Video CLI Toolkit

Local-first video editing toolkit for Apple Silicon Macs. It wraps ffmpeg, whisper-cpp, and auto-editor behind a single CLI, with rewrite-edit as the first-class agent workflow and word-editor as the main manual fallback for talking-head cleanup.

Agent Workflow

If you want Codex or Claude Code to take a video, work from a cleaned transcript, make the cuts, and deliver the export, start here:

toolkit rewrite-edit /path/to/input.mp4 --transcript-file final_draft.txt

Also supported:

toolkit rewrite-edit /path/to/input.mp4 --transcript "clean final draft transcript"
cat final_draft.txt | toolkit rewrite-edit /path/to/input.mp4 --stdin

Preview the edit without rendering:

toolkit plan-edit /path/to/input.mp4 --transcript-file final_draft.txt --preset tight-social-clip

plan-edit writes edit_plan.json and decision_report.html in the run folder.
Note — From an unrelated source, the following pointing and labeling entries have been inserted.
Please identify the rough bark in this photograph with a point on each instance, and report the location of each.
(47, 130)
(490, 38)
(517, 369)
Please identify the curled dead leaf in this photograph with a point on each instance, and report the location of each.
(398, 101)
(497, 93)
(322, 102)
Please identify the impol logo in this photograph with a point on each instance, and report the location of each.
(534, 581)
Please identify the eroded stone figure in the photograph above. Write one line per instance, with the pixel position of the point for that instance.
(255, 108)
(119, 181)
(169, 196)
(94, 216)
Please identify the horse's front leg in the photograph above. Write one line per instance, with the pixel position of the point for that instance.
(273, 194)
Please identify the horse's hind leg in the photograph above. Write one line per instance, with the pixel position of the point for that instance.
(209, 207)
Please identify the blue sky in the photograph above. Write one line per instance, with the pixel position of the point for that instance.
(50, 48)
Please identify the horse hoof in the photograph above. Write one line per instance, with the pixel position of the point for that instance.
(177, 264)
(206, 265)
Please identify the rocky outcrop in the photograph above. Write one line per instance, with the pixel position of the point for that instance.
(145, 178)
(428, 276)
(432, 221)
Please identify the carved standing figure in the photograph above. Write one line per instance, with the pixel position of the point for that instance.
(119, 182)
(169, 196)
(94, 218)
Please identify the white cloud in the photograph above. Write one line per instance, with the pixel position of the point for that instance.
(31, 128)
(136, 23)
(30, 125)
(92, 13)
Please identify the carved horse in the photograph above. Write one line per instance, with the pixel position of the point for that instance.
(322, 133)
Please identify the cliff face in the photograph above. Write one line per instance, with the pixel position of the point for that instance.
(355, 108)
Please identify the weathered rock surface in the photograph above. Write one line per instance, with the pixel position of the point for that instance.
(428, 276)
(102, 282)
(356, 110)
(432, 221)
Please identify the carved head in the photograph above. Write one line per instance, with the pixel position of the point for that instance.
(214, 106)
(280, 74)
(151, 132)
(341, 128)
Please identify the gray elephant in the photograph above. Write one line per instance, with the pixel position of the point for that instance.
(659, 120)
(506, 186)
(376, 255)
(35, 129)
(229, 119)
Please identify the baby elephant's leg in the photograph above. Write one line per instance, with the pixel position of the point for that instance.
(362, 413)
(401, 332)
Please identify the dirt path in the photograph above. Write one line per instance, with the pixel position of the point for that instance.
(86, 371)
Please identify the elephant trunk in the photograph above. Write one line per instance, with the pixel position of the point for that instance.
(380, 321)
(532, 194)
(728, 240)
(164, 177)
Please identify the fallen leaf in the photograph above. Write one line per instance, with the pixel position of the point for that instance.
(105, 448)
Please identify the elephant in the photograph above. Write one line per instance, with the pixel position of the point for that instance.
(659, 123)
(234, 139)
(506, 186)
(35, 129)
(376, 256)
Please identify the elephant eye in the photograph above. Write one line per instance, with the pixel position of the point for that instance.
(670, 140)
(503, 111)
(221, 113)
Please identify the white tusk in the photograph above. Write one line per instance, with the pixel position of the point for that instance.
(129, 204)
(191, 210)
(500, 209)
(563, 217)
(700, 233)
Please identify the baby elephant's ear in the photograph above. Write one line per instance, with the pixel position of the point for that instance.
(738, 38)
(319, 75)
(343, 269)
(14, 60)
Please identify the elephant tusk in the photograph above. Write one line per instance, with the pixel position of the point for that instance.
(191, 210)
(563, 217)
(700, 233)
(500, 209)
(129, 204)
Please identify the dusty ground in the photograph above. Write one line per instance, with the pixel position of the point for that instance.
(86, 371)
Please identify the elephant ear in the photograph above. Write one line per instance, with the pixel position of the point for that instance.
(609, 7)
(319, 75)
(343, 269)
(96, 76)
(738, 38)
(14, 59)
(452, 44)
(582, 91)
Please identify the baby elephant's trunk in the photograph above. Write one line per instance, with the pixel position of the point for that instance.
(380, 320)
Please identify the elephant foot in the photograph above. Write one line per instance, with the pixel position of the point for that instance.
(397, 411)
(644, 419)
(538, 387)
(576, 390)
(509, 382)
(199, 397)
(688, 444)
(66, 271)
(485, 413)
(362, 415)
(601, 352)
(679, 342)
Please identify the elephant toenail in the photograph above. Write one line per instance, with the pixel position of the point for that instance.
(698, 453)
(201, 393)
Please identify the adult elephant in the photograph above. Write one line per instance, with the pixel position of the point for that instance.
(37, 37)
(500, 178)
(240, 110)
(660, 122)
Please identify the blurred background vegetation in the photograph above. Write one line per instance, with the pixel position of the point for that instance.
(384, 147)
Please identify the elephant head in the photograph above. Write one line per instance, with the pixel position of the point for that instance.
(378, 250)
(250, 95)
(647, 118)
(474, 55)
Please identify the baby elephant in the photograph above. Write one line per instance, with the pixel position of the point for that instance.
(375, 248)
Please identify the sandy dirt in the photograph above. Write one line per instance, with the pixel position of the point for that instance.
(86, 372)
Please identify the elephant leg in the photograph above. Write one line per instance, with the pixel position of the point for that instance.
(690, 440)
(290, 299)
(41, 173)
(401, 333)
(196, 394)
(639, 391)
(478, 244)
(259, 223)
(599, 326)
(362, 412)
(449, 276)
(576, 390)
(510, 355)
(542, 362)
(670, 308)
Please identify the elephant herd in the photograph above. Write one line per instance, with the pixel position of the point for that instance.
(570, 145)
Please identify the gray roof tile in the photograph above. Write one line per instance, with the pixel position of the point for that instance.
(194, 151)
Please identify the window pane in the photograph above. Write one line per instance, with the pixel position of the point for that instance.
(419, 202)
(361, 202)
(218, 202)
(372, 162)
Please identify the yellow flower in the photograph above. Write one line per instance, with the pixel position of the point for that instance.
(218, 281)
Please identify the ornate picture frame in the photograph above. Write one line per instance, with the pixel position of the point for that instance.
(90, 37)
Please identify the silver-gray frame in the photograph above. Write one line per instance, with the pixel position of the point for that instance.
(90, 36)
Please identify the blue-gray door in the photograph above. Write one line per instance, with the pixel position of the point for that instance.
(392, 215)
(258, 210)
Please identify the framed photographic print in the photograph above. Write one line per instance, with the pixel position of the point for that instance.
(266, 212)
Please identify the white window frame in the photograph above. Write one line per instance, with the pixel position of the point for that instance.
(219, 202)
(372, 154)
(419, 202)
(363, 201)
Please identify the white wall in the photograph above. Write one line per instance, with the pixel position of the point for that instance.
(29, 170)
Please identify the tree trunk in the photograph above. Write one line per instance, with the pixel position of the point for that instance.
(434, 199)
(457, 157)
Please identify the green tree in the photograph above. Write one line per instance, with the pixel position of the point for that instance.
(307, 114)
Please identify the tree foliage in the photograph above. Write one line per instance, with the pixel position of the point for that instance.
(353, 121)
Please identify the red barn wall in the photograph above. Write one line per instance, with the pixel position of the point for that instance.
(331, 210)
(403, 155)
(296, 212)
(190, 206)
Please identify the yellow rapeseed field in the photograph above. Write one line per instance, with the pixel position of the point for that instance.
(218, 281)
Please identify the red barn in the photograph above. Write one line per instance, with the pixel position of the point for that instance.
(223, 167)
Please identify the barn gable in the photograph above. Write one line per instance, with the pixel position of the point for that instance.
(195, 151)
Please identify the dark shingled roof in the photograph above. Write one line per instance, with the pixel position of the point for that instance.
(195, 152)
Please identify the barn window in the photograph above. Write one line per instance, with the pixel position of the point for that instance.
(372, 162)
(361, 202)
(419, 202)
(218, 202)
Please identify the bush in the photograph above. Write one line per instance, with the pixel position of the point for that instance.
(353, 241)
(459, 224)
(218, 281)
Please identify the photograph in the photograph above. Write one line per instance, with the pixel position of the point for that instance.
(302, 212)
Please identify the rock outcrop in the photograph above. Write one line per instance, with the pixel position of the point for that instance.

The JSON includes proposed word keep/cut decisions, detected silences, boundary scores, raw ranges, and padded clip ranges, so an agent can explain or adjust the edit before spending time on ffmpeg.

That flow will:

ensure word-level transcription exists
match the final-draft transcript against the spoken source with the shared Python rewrite matcher
convert the kept words into exportable ranges
render a final transcript_edit.mp4
write machine-friendly metadata into run.json

Named presets are available for common edit styles:

toolkit presets
toolkit rewrite-edit /path/to/input.mp4 --transcript-file final_draft.txt --preset sermon-excerpt

Presets can still be overridden with explicit flags like --padding, --max-silence, --merge-gap, --silence-threshold-db, --min-silence-duration, and --weak-boundary-score.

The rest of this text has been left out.